A friend--who knew of what he spoke, having international success as a film-maker and visual artist--once asked the Matron which she would rather have, money or fame? Couldn't be both, as this was a question of the rorschach nature.
She didn't miss a beat: "Fame!"
He said: "Aha! Then you're the real artist. You want your work out there. You want readers."
Mrs. G hit this shiny nail on the head, here.
This is why the Matron blogs, too. Indeed, at this very moment, she is standing on stage, throwing you all kisses. Comments on the dexterity of her prose make her heart go pitter-patter. Knees weak and eyes roll, all that.
The rest of Mrs. G's musings -- particularly on how the popular don't play well with others -- echoes much of the Matron's own sentiments about the ins and outs of this online writing game.

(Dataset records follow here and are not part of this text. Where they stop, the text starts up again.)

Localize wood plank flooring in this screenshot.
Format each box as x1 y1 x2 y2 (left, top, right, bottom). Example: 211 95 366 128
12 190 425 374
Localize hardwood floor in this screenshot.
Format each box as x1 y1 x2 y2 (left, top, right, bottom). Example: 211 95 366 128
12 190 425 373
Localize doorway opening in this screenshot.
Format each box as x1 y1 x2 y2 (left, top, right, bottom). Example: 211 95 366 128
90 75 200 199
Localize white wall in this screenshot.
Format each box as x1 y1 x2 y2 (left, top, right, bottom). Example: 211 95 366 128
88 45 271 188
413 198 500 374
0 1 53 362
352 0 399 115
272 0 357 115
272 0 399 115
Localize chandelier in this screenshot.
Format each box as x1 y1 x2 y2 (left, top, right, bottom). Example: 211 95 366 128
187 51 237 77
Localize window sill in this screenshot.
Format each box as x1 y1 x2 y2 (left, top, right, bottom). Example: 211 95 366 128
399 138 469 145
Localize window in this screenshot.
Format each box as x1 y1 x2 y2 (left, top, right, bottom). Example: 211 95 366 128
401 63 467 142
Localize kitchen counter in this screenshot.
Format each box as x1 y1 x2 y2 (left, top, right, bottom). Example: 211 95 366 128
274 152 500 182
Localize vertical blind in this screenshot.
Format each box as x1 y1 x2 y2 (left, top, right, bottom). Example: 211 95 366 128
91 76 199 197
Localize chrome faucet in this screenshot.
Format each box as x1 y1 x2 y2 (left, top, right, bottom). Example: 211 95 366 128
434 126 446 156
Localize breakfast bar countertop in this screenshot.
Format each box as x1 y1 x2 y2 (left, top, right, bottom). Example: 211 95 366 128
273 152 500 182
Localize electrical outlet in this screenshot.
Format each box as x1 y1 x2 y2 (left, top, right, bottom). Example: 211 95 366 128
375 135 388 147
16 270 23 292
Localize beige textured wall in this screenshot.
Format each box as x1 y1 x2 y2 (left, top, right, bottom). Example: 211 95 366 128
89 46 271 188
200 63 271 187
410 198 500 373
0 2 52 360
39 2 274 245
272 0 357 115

Heather Armstrong does not read this blog--or yours, for that matter.
Dooce isn't the place you pull up a ratty lawn chair and kvetch about the husband. No, Heather Armstrong's blog is a corporation (one that rolls in over 40K a month!). Dooce is industrial strength stuff: codified, in the dictionary.
Now, the Matron enjoys Dooce. Much like she enjoys Vanity Fair or visits Salon. This is different than tooling through the day to day doings of Green Girl or Amy the Mom. Not better, not worse, just different. Dooce is serious business and feels, to this reader, every bit as studied and structured as the introduction of any new product on the market -- only with a blog, product happens nearly every day.
The Matron is using Dooce as an example, but there are plenty of other bloggers who are also one-way destinations. Entities unto themselves.
If thousands of people (instead of numbers stretching toward 200, at the moment) read the Matron's blog, she probably wouldn't be able to stop by and visit everyone, either. But she would want to! (and she might even try)
Perhaps the larger question (because she's an academic, she's sure there is one) is what the goals are? What success is? Why? The Matron prefers reading and writing to direct human contact, so that pretty much sums up her intentions. It's all Flow, darling.
Success is the conversation--from bouncing off Mrs. G to the comments below. Success is pumping out something creative in half an hour, nearly every day. Success is that check for $28 the Matron just got from BlogHer! Success is trying to wipe up the drool and tackling technology: if everyone under thirty lives online, why not give try?
Success? The Matron thinks that would be the codification, the dictionary-ization of her made-up word for blog ethic - blethic, the care and tutelage of one's individual blog. The moral compass, the code. Blethic!
And today's post would be a little riff on that.